Exploring the STR Argument: X & Y's Clocks

[Andy Lee]

I am hopeful someone can give me a quick lesson here. I have an idea that time does not slow as one's velocity increases (bear with me, please). I'll state this in familiar terms with a person on a train vs platform and the light beam traveling vertically from the ceiling (P1) to the floor of the train (P2). Let's just say that it stops at that point (P2).

X is a person on the train and Y is a person on the platform. Both X and Y have the same sort of clock (measuring distance, by the way, not time, but save that for another day). They each have an identical clock, however you wish to see it.

The STR argument is of course very familiar and of course X's clock runs slow blah blah blah so enough said.
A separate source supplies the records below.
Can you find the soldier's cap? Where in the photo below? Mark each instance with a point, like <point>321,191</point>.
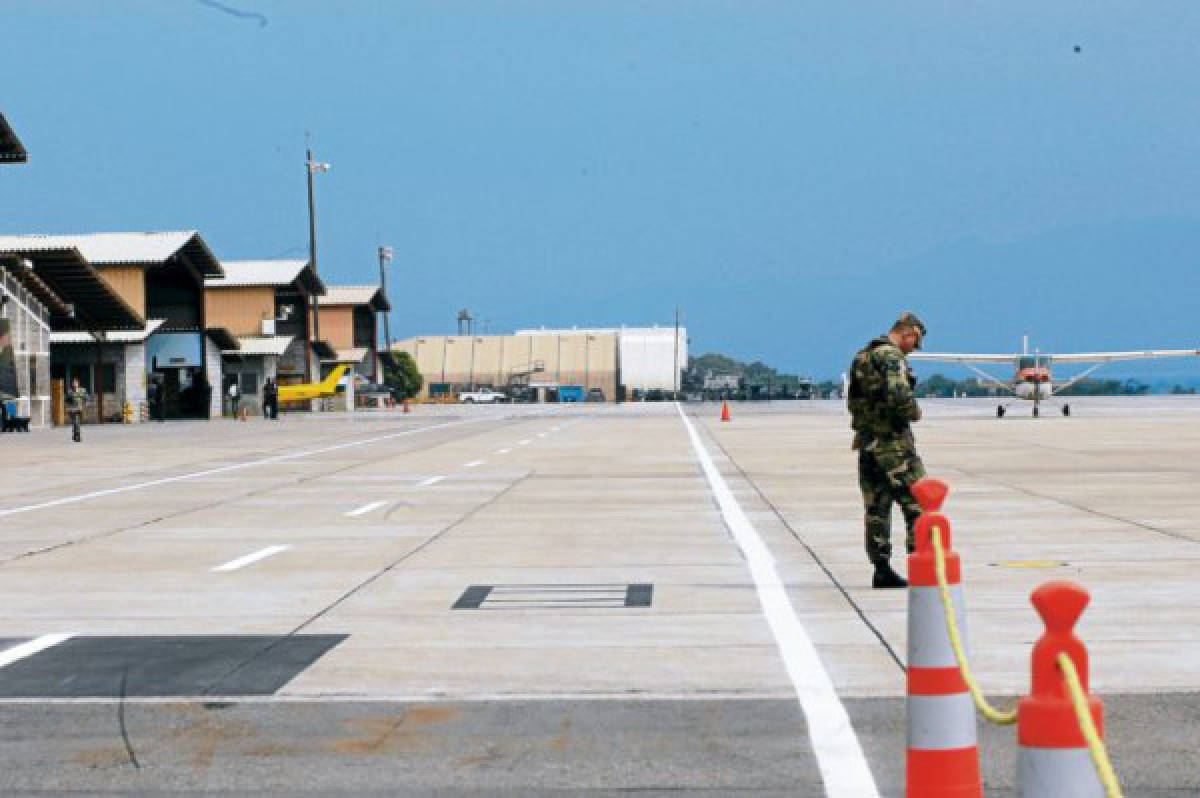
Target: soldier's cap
<point>909,321</point>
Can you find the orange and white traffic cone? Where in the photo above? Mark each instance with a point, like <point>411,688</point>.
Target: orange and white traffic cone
<point>943,751</point>
<point>1053,757</point>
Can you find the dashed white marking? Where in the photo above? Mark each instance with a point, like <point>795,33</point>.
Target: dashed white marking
<point>839,754</point>
<point>243,562</point>
<point>365,509</point>
<point>21,652</point>
<point>223,469</point>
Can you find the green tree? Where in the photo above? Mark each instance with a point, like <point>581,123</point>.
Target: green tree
<point>403,376</point>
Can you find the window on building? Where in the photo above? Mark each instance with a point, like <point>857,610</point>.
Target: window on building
<point>249,383</point>
<point>107,378</point>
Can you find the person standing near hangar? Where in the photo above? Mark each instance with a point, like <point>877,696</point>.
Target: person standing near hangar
<point>882,407</point>
<point>76,400</point>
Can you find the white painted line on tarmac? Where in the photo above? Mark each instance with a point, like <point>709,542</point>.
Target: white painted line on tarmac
<point>839,754</point>
<point>10,655</point>
<point>223,469</point>
<point>365,509</point>
<point>243,562</point>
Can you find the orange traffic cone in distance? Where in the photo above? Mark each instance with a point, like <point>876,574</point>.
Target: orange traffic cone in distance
<point>1053,756</point>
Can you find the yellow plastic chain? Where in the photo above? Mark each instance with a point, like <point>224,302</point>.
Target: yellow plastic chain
<point>1095,744</point>
<point>952,627</point>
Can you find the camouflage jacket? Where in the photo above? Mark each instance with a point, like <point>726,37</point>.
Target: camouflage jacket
<point>76,400</point>
<point>881,399</point>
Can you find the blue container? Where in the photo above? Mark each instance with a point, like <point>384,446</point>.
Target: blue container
<point>570,394</point>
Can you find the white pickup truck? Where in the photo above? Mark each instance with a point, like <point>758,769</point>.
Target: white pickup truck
<point>485,396</point>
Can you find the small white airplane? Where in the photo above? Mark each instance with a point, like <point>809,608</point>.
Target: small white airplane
<point>1031,372</point>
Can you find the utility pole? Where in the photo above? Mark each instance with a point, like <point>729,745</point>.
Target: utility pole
<point>312,167</point>
<point>385,256</point>
<point>675,378</point>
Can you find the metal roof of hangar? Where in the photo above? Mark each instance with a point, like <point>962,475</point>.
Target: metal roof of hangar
<point>354,354</point>
<point>370,295</point>
<point>262,345</point>
<point>127,249</point>
<point>268,273</point>
<point>11,149</point>
<point>75,282</point>
<point>117,336</point>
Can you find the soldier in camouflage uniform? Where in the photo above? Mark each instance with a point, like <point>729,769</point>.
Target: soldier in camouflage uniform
<point>882,407</point>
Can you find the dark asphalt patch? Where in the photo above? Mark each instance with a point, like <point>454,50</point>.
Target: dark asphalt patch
<point>235,665</point>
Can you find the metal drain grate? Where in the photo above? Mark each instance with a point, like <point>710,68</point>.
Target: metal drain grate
<point>555,597</point>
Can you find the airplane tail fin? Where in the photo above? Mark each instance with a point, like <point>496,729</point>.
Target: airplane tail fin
<point>329,384</point>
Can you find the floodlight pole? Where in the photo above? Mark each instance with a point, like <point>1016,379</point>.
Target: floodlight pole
<point>385,255</point>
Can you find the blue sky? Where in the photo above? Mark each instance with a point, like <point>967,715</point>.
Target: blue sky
<point>791,174</point>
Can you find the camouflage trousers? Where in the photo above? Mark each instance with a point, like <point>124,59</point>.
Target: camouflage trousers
<point>886,472</point>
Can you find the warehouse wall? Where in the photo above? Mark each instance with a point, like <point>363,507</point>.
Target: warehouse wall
<point>587,359</point>
<point>240,309</point>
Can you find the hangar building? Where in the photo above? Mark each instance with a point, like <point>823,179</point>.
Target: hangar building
<point>622,363</point>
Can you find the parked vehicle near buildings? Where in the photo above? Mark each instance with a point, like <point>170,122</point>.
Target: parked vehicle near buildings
<point>483,396</point>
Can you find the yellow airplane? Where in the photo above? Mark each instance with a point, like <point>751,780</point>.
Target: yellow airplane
<point>323,389</point>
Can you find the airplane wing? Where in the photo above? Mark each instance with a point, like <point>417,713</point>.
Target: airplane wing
<point>969,360</point>
<point>951,357</point>
<point>1105,357</point>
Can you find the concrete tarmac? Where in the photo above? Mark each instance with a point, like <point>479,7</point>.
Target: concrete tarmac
<point>550,600</point>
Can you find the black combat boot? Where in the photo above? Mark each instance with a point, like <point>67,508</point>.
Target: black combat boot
<point>885,577</point>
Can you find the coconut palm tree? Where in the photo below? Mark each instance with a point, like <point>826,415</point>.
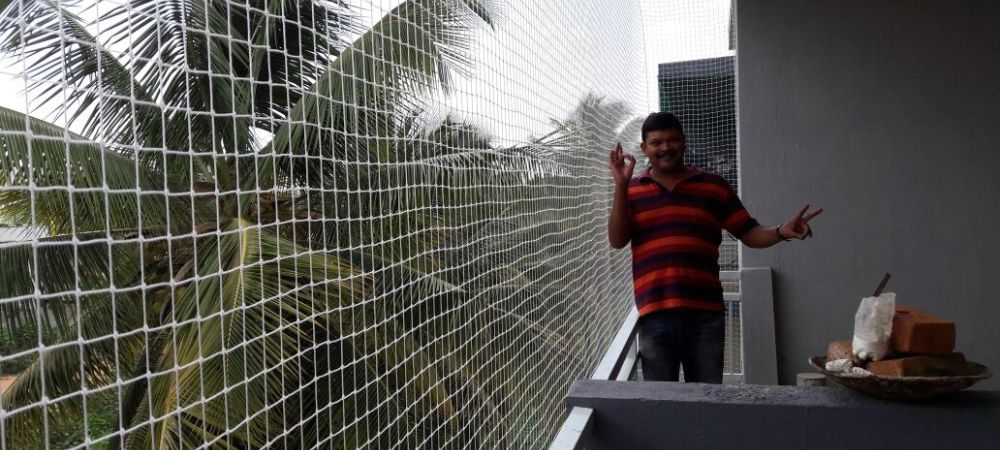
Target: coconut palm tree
<point>220,286</point>
<point>258,239</point>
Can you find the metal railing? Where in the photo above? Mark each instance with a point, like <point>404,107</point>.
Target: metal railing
<point>620,363</point>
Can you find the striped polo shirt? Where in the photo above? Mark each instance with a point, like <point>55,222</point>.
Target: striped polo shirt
<point>676,237</point>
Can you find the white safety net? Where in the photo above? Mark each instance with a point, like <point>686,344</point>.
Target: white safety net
<point>309,224</point>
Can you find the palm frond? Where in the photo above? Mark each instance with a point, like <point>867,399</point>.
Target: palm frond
<point>60,180</point>
<point>62,371</point>
<point>380,77</point>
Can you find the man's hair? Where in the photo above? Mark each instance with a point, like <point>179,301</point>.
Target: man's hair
<point>660,121</point>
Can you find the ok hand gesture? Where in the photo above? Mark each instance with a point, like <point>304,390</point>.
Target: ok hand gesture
<point>621,165</point>
<point>797,227</point>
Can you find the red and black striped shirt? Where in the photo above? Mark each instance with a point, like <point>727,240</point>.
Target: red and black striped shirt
<point>675,240</point>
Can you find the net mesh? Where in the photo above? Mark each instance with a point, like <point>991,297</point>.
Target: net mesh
<point>310,224</point>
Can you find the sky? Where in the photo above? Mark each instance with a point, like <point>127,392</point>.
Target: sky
<point>541,59</point>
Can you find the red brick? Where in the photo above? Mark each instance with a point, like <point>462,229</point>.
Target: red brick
<point>915,331</point>
<point>840,350</point>
<point>921,366</point>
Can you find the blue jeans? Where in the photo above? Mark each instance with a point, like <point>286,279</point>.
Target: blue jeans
<point>673,338</point>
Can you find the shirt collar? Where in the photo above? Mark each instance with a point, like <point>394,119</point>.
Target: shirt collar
<point>695,173</point>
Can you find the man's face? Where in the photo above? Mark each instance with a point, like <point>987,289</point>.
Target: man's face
<point>665,150</point>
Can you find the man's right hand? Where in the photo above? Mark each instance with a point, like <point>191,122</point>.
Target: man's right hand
<point>621,165</point>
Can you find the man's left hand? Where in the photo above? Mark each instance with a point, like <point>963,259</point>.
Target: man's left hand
<point>797,227</point>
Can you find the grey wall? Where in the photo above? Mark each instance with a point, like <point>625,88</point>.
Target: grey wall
<point>885,113</point>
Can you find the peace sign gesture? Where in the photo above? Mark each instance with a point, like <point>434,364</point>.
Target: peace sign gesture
<point>621,165</point>
<point>798,226</point>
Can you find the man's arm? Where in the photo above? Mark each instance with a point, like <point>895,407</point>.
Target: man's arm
<point>621,165</point>
<point>619,232</point>
<point>797,227</point>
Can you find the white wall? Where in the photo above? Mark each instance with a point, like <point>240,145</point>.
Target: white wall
<point>885,113</point>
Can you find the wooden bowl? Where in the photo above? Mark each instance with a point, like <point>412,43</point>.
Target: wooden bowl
<point>904,388</point>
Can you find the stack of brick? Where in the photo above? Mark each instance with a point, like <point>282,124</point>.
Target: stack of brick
<point>922,346</point>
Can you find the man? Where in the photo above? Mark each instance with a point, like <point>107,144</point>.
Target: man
<point>673,215</point>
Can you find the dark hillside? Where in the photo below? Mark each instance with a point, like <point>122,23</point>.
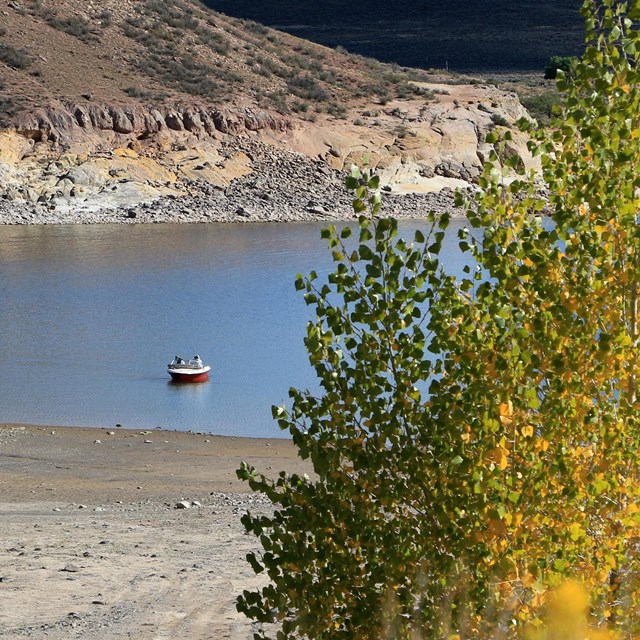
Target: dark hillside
<point>464,35</point>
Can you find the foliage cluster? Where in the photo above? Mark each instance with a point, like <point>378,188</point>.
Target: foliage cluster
<point>566,64</point>
<point>13,57</point>
<point>475,440</point>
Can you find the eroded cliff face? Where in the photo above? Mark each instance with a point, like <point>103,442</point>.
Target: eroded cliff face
<point>93,158</point>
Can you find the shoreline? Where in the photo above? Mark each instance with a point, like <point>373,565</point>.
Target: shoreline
<point>203,210</point>
<point>117,533</point>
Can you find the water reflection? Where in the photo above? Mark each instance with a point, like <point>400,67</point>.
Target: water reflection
<point>90,315</point>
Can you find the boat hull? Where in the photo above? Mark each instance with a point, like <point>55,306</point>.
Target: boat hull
<point>189,375</point>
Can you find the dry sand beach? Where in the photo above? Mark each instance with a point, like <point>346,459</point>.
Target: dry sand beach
<point>93,544</point>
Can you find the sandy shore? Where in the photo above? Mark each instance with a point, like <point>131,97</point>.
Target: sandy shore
<point>94,546</point>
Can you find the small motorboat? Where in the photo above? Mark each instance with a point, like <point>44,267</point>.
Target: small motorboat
<point>193,370</point>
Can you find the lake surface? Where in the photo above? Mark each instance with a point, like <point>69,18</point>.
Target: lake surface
<point>91,315</point>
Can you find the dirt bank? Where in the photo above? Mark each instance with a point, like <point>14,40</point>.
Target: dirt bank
<point>95,543</point>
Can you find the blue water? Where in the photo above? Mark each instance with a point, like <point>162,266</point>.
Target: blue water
<point>91,315</point>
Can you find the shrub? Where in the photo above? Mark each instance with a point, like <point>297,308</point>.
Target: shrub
<point>16,58</point>
<point>566,64</point>
<point>306,87</point>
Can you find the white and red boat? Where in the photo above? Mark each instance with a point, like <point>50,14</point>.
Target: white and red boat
<point>193,370</point>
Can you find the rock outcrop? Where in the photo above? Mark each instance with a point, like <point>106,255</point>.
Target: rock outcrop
<point>103,163</point>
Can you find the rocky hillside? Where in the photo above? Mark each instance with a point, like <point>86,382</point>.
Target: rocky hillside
<point>154,110</point>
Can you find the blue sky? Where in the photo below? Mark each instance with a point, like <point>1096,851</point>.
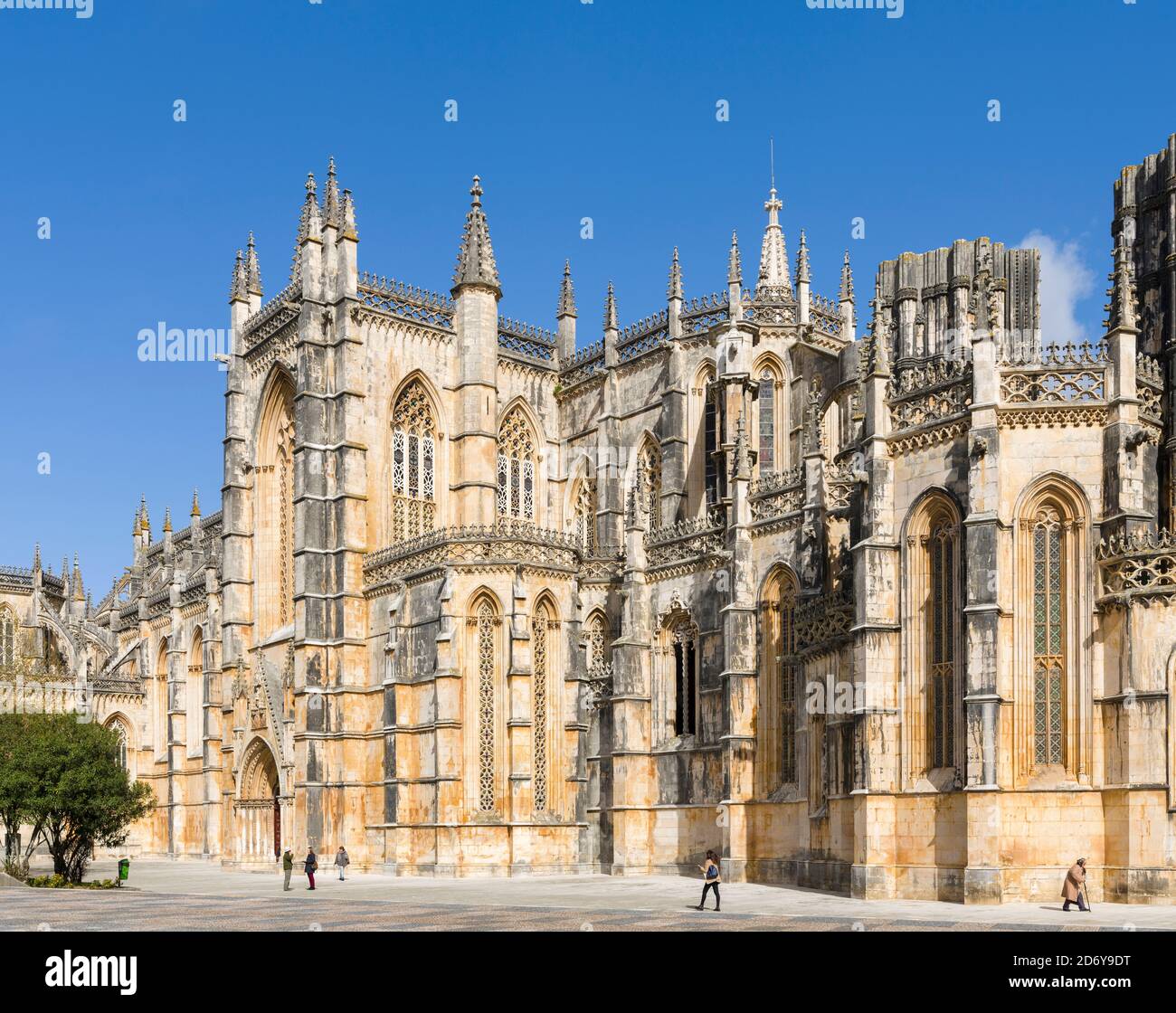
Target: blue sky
<point>567,109</point>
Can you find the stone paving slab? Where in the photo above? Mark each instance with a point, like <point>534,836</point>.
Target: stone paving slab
<point>140,911</point>
<point>206,897</point>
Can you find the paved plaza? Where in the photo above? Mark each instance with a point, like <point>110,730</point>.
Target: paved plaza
<point>199,897</point>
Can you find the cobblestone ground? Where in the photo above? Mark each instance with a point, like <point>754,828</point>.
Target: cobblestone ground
<point>144,912</point>
<point>204,897</point>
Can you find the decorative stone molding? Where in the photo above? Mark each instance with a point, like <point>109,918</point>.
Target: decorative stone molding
<point>1137,566</point>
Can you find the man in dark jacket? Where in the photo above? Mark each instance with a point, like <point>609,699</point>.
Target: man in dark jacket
<point>312,866</point>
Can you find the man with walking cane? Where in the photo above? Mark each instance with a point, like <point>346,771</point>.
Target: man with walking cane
<point>1071,890</point>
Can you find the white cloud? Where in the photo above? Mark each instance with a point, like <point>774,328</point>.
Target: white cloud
<point>1065,281</point>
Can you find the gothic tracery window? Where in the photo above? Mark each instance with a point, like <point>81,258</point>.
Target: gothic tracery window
<point>779,639</point>
<point>583,506</point>
<point>650,471</point>
<point>1048,637</point>
<point>7,639</point>
<point>274,507</point>
<point>413,463</point>
<point>517,468</point>
<point>542,643</point>
<point>767,422</point>
<point>486,645</point>
<point>685,652</point>
<point>942,548</point>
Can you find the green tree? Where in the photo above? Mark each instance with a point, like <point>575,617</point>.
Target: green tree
<point>83,797</point>
<point>19,786</point>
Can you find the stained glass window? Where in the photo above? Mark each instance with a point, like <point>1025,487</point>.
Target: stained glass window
<point>517,468</point>
<point>767,459</point>
<point>1048,637</point>
<point>942,575</point>
<point>413,455</point>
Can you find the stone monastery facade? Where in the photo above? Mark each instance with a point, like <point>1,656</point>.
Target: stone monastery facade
<point>890,613</point>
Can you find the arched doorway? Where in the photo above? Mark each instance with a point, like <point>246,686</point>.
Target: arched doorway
<point>259,820</point>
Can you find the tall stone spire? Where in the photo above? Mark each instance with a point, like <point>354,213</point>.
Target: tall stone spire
<point>734,264</point>
<point>675,279</point>
<point>475,256</point>
<point>565,317</point>
<point>774,283</point>
<point>239,291</point>
<point>567,294</point>
<point>802,266</point>
<point>846,301</point>
<point>611,309</point>
<point>802,281</point>
<point>251,271</point>
<point>611,328</point>
<point>846,294</point>
<point>1122,307</point>
<point>332,208</point>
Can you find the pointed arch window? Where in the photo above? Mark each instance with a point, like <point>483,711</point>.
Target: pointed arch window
<point>767,422</point>
<point>942,553</point>
<point>685,654</point>
<point>1049,647</point>
<point>486,621</point>
<point>274,509</point>
<point>596,640</point>
<point>120,731</point>
<point>517,468</point>
<point>777,734</point>
<point>583,507</point>
<point>542,643</point>
<point>413,463</point>
<point>650,469</point>
<point>7,639</point>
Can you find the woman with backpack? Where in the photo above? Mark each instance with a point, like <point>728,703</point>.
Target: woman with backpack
<point>710,879</point>
<point>312,866</point>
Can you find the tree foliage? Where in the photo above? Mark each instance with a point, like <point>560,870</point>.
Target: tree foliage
<point>63,778</point>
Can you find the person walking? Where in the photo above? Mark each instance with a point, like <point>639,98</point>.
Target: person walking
<point>1071,890</point>
<point>710,879</point>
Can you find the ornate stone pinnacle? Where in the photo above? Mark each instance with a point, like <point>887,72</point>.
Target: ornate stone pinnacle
<point>475,256</point>
<point>734,266</point>
<point>775,283</point>
<point>675,278</point>
<point>611,309</point>
<point>240,289</point>
<point>567,294</point>
<point>251,271</point>
<point>742,468</point>
<point>802,266</point>
<point>847,281</point>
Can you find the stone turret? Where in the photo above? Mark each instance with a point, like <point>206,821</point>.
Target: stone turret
<point>674,297</point>
<point>774,285</point>
<point>846,299</point>
<point>565,317</point>
<point>611,328</point>
<point>802,279</point>
<point>477,293</point>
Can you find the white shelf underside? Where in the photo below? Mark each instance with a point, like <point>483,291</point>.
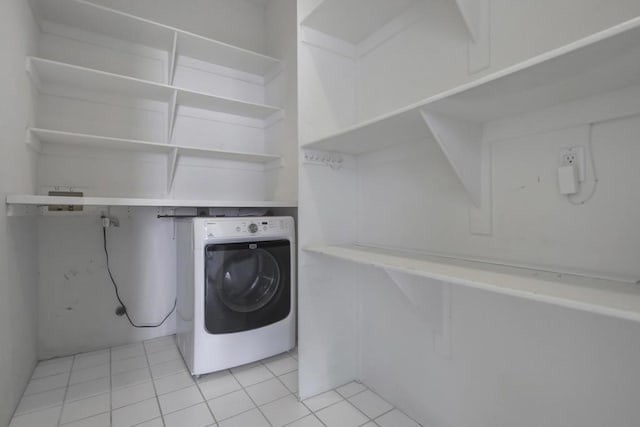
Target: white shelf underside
<point>47,136</point>
<point>98,19</point>
<point>34,200</point>
<point>605,297</point>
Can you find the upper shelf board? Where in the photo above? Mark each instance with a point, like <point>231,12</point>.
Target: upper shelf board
<point>605,297</point>
<point>90,17</point>
<point>56,73</point>
<point>47,136</point>
<point>602,62</point>
<point>353,20</point>
<point>34,200</point>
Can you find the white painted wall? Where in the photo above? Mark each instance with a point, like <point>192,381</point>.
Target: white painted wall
<point>18,276</point>
<point>76,298</point>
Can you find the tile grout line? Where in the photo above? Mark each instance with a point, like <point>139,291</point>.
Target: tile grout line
<point>153,384</point>
<point>110,389</point>
<point>257,407</point>
<point>66,391</point>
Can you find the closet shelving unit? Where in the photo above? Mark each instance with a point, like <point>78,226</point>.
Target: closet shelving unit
<point>459,120</point>
<point>86,16</point>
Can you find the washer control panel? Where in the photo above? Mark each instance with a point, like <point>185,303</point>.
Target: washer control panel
<point>227,227</point>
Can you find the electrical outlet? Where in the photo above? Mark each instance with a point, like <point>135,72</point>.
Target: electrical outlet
<point>574,156</point>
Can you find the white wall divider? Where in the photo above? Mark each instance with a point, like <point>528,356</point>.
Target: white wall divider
<point>171,117</point>
<point>173,59</point>
<point>431,300</point>
<point>172,163</point>
<point>461,142</point>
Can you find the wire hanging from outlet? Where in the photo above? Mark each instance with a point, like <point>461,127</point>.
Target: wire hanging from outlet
<point>122,310</point>
<point>571,197</point>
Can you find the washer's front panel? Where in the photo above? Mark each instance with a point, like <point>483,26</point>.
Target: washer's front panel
<point>247,285</point>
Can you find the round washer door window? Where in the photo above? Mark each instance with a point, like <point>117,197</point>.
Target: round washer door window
<point>250,280</point>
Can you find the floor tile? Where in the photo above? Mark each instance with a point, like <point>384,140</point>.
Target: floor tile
<point>323,400</point>
<point>127,351</point>
<point>284,411</point>
<point>156,422</point>
<point>101,420</point>
<point>370,403</point>
<point>308,421</point>
<point>281,364</point>
<point>252,418</point>
<point>135,414</point>
<point>194,416</point>
<point>88,374</point>
<point>91,360</point>
<point>350,389</point>
<point>167,368</point>
<point>173,382</point>
<point>164,343</point>
<point>395,418</point>
<point>130,378</point>
<point>84,408</point>
<point>46,418</point>
<point>251,374</point>
<point>180,399</point>
<point>230,404</point>
<point>40,401</point>
<point>164,356</point>
<point>290,380</point>
<point>130,364</point>
<point>47,383</point>
<point>217,384</point>
<point>267,391</point>
<point>88,389</point>
<point>341,414</point>
<point>54,367</point>
<point>134,394</point>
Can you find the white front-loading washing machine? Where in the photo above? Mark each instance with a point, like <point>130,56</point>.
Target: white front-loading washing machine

But I wonder, is it true? (Again, please humor me for a minute)

Here is X looking at the light beam from P1 to P2. We'll say for the sake of argument that the light has traveled four units and X's clock has traveled four (different) units, so X determines c to be 1 (4/4).

Note, in all diagrams please ignore the "o" symbols as it is the only way I could get the diagrams to format correctly.

P1
.
.
.
.
P2
X

And here is Y looking at the light beam from P1 to P2.

P1
.
o .
ooo .
ooooo .
ooooo P2
Y

And since the light has traveled more than four units (diagonal distance), then Y's clock has traveled more than four (different) units in order for c to be constant. Hence Y's clock is faster than X. Or as more commonly reported, X's clock is slower than Y's. Even though the clocks were identical.

But wait a minute. Put X and Y in together now. The beam of light was emitted the moment the train passed Y (moving from left to right as you can see)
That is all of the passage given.